I’m running dada2 denoise and it seems to be taking a very long time (>24 hrs so far). I am aware that dada2 is known for taking a long time - but I wanted to check that what I am observing is reasonable. I have 15 million reads (2 x 300 bp paired end) representing 16 samples. So does it make sense that it has taken >24 hrs so far? I’m running on a HPC with 5 threads, allocating 5GB memory.
I’m asking this because we plan to run a lot more samples in future, and I would like to understand what I can expect in terms of timing (if we run for example 100 samples, is it going to take a month to run dada2 using such memory allocation? )
EDIT: What sequencing depth are you using?
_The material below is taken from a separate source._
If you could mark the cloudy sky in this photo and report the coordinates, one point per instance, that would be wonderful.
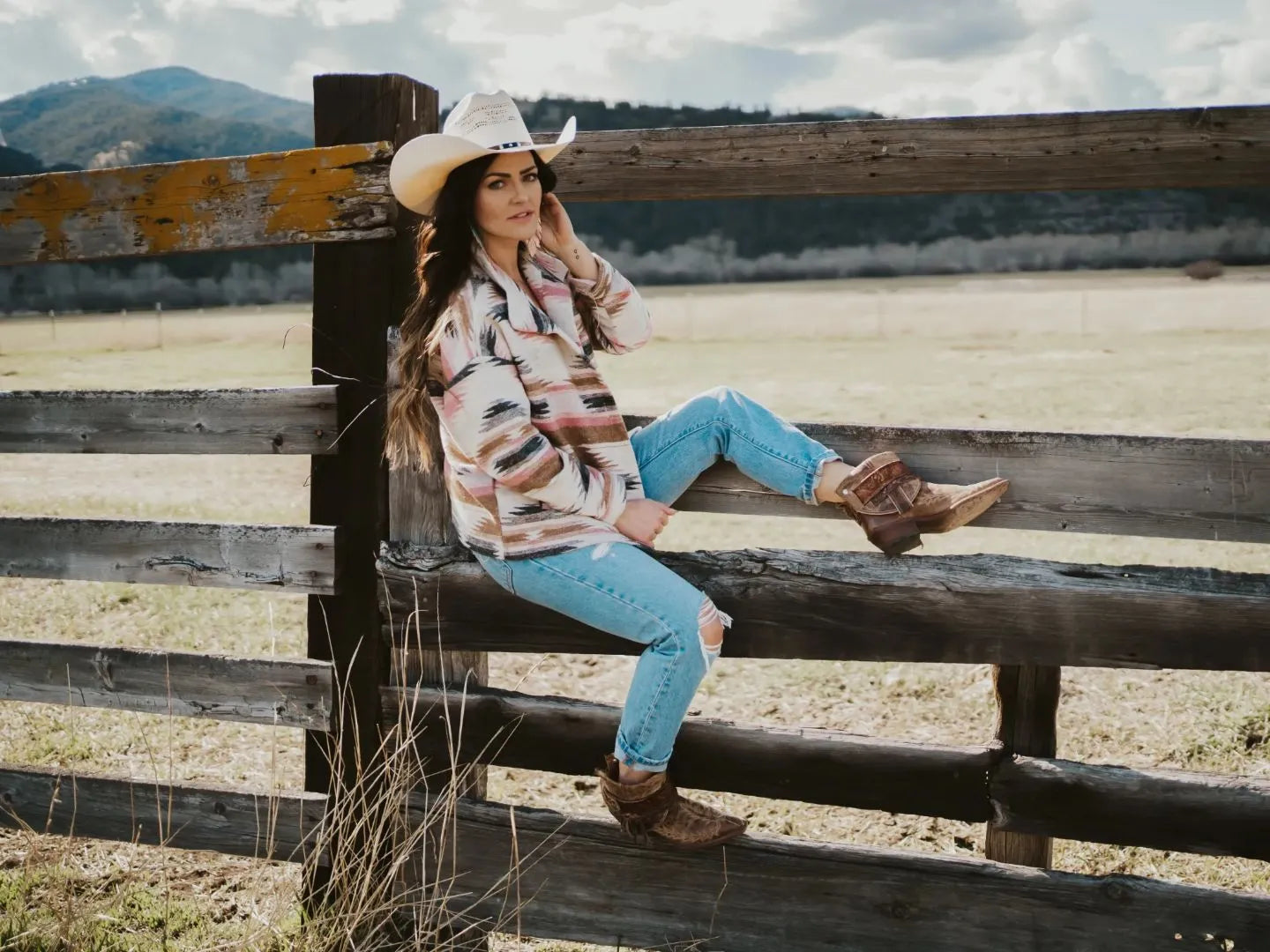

Is there a way of subsampling reads with QIIME2 before running dada2 denoise?
I would appreciate any advice.
Yeah that should be fine, you can speed it up with more threads (for example we will use 32 sometimes on a dedicated HPC node and they will finish within 2-ish days), but I suspect it has already completed by the time of my response?
I think 12-16gb is a “safe” amount of memory for basically any job with DADA2, it doesn’t need a lot, but you might be a little close to a threshold at 5gb.
Goodness no! The longest I have seen is a week (prior to some optimizations that were made) and that was with ~10gb of compressed data with only 12 or so cores.
We don’t have a good way to subsample or partition data in QIIME 2, that’s something we could really use though.
Thank you very much Evan! It completed after 5 days with 15 million PE reads. In the meantime I subsampled 10k and 100k reads from the fastq files to get an idea - using the tool seqtk.
This topic was automatically closed 31 days after the last reply. New replies are no longer allowed.